Ma c’è un’ ombra, “quell’ombra” che mi segue da bordo vasca. E’ quell’immagine sempre un po’ sfocata che mi osserva… E’ quella figura un po’ padre e un po’ madre. Quella figura educativa, confidente. E’ quel riferimento che vado cercando, che mi capisce, che ascolta i miei dubbi e le mie paure, che parla il mio stesso linguaggio e mi infonde sicurezza. E’ quella figura che esulta quando vinco e che mi abbraccia quando sono sconfitto o semplicemente mi sento tale. E’ anche una figura severa, talvolta vorace. A volte mi sembra esageri…mi urla, mi sprona…mannaggia se “rompe”!
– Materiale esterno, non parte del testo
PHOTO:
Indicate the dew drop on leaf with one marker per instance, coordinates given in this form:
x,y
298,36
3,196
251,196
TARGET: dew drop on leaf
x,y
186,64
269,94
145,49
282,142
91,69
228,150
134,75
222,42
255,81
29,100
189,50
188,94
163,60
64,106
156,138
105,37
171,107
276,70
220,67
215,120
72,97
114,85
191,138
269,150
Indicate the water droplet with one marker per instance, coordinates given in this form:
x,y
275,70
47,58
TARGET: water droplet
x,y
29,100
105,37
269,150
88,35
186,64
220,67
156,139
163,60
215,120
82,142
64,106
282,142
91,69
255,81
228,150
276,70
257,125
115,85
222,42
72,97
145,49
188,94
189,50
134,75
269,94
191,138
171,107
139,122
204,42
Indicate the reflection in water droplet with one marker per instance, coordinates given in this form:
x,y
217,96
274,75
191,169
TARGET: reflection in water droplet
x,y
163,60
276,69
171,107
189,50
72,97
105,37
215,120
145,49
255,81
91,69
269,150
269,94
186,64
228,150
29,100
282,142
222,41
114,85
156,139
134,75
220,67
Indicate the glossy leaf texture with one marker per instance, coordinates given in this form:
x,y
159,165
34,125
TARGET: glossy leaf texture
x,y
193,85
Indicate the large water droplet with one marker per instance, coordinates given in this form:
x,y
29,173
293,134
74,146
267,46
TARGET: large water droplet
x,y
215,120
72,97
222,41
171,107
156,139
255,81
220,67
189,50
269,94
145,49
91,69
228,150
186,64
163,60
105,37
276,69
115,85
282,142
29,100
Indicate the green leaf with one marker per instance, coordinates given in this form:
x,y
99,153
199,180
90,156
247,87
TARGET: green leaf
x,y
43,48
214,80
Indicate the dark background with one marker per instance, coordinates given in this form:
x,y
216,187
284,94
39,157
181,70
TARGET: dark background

Ma quando ho bisogno un abbraccio…quell’abbraccio…la trovo ad aspettarmi.
E’ davvero un’ombra che mi segue e non mi molla. Ho bisogno di quella figura che mi aspetta a bordo vasca. E’ il mio coach, il mio allenatore. E’ l’unica persona con cui voglio e riesco a parlare nei momenti che precedono una gara e con il quale mi confronto per valutare come affrontare la competizione. Un piccolo gesto o uno sguardo bastano ad infondermi coraggio, motivarmi e darmi sicurezza.